Financial literacy will help consumers understand inflation

As the year 2015 begins in earnest, the issue of price hikes remains at the back of our minds. While inflation is a widely appreciated concept, its understanding remains vague for the common man and varies from one person to the other.

In simple terms, once you start paying more for a good or service, chances are inflation has started to bite. Therefore inflation refers to a decline in the value of money, which explains why you pay more for the same goods and services. Because most incomes are fixed and rarely adjusted to accommodate the ever rising cost of living, any price increases will affect us negatively. Ideally salaries should be increased to accommodate price hikes, but that is not always the case. What consumers have to do instead is to adjust their lifestyles and spending patterns to cushion against debilitating effects of inflation. Because they are effected in different commodities, at different times and varying amounts,  price increases almost always affect different groups of people within the economy.
The cost of basic necessities increases continually and it is important for consumers to keep such changes in mind and make smart choices regarding spending, particularly at the beginning of the year.

In November 2014 inflation was at 4.3 percent and Bank of Botswana (BoB) has over time maintained the inflation rate within the 3-6 percent target range. The reserve bank released a statement in December in which it forecast inflation to remain within the target range. With inflation anticipated to remain low consumers should be able to at least maintain their buying power. Still in December, government announced the reduction of petrol, diesel and paraffin prices.  The current price of petrol is P9 per litre, which declined by 60 thebe from P9.60 while diesel was reduced by P0.60 from P9.16 to P8.56. Government explained that the fuel price decrease was caused by a reduction in international oil prices, which had been going down since July last year.
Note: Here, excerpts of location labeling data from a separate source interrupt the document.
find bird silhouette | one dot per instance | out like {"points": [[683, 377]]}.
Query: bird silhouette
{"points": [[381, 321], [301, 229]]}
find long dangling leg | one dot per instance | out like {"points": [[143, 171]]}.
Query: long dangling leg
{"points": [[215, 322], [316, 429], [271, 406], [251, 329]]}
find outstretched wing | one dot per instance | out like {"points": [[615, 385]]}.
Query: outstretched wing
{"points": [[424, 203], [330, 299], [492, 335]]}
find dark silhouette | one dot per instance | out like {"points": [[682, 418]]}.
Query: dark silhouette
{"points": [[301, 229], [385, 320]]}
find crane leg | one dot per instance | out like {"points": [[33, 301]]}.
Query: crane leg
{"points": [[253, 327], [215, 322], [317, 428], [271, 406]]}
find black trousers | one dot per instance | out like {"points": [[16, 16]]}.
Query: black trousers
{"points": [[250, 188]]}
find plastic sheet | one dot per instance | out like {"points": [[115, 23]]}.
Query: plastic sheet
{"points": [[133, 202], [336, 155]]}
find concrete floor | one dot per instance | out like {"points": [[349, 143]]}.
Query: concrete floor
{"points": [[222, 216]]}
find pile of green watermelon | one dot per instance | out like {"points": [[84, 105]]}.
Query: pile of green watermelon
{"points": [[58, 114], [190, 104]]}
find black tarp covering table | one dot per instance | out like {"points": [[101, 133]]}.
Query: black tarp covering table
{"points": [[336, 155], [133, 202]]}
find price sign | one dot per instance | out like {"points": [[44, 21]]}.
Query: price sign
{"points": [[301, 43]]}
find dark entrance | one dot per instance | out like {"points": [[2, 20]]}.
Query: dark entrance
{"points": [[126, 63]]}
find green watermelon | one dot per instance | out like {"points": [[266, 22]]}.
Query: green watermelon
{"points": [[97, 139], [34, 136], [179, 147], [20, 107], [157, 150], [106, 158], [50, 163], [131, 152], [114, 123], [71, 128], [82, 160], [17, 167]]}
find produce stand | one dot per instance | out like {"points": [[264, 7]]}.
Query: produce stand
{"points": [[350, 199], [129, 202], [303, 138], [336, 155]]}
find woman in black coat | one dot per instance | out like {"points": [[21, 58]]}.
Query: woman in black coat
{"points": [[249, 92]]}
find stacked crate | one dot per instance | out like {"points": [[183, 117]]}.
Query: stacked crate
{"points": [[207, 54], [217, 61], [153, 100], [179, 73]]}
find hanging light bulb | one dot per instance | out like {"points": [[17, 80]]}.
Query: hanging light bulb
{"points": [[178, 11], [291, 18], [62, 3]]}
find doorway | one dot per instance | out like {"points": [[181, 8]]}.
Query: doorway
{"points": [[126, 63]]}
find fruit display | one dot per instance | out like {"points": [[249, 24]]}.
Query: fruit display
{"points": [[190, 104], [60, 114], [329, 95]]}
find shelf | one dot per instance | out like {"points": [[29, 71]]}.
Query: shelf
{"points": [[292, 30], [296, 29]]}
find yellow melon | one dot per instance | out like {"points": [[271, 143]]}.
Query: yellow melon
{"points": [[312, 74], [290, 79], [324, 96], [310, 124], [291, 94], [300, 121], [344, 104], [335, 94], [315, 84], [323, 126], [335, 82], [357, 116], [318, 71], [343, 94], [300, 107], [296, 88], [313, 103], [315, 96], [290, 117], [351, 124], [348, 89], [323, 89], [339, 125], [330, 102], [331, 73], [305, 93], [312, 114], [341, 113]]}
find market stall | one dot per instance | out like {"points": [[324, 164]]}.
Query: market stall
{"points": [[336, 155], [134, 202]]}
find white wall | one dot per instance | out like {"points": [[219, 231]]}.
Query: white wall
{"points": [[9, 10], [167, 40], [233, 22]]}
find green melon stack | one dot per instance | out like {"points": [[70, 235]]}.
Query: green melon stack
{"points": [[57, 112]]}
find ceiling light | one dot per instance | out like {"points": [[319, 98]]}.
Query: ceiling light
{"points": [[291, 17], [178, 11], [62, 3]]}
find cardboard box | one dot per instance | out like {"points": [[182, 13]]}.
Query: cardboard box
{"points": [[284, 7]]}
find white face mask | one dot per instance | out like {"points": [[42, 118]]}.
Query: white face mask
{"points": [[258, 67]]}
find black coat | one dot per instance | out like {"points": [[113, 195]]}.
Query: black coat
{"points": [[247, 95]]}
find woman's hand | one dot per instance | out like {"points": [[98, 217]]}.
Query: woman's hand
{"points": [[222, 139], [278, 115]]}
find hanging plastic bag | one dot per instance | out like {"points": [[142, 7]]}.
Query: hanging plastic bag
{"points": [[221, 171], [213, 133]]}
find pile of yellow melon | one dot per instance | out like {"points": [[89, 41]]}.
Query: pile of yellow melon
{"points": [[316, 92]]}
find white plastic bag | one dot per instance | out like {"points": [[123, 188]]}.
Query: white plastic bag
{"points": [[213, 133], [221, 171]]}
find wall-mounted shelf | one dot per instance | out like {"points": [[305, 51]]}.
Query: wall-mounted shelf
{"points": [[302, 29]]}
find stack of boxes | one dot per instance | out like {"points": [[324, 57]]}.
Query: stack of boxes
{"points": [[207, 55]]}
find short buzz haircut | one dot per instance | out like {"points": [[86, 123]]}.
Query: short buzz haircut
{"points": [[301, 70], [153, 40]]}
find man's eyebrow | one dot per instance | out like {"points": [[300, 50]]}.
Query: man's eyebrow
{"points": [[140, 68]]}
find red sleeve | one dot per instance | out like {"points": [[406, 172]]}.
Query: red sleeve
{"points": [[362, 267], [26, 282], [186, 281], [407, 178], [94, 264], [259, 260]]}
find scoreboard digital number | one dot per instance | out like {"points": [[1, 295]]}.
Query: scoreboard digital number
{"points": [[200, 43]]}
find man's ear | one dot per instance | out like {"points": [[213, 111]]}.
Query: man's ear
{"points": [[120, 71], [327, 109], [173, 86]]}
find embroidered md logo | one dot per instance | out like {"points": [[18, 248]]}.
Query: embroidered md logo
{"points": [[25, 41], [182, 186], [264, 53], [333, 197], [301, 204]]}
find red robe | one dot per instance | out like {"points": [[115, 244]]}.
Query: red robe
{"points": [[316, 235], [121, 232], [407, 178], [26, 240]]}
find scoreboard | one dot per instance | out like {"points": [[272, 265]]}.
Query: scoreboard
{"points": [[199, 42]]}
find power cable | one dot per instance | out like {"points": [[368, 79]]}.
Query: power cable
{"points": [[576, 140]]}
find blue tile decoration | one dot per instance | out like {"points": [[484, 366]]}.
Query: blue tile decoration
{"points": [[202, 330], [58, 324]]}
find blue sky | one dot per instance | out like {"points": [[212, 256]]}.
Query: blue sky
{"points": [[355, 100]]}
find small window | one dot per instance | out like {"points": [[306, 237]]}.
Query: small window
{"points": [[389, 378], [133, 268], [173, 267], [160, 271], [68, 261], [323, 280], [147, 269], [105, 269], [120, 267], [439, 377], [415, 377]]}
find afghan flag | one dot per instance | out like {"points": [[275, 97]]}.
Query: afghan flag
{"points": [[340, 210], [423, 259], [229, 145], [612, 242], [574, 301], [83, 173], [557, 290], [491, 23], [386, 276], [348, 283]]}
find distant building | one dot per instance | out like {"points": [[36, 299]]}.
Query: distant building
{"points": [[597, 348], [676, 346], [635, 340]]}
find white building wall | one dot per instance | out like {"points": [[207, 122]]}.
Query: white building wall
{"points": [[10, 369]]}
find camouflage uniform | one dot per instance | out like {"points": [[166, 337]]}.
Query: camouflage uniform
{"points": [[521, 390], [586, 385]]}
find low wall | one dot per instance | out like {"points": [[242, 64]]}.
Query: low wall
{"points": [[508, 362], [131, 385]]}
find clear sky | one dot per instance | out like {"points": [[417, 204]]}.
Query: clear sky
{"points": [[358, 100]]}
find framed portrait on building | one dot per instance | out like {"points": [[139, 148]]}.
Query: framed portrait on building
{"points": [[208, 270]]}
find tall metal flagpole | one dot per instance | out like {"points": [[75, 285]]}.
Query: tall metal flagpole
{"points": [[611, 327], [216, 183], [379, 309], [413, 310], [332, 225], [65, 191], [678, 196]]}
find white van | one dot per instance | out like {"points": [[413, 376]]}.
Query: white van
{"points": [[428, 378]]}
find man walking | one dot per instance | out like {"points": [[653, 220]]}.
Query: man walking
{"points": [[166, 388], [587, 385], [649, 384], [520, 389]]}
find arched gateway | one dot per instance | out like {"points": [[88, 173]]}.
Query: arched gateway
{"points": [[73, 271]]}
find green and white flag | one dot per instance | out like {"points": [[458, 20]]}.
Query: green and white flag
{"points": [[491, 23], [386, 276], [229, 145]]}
The reduction will be greatly appreciated by motorists, who last enjoyed a fuel price reduction in 2012 when the prices of petrol, diesel and paraffin were cut down by 50 thebe. The recent fuel price reduction means motorists will be able to drive to work at a cheaper costs while public transport operators are less likely to increase fares.

Pan African financial services provider, Letshego introduced a financial education campaign last year, which was a welcome development given the fact that incomes have been growing at a slower rate than the cost of living. Keeping afloat will largely depend on consumers ability to successfully keep, manage and use resources that are in their possession.

“At micro-economic level, the need to spur lasting financial inclusion and skills deepening has been top on African regulators’ agenda, including Botswana’s, and this is a dialogue we are extremely keen to help carry forward as these are our two strategic focus areas,” said Letshego at the launch. Should all financial institutions make such a commitment, it may possibly result in household debt trimming down considerably.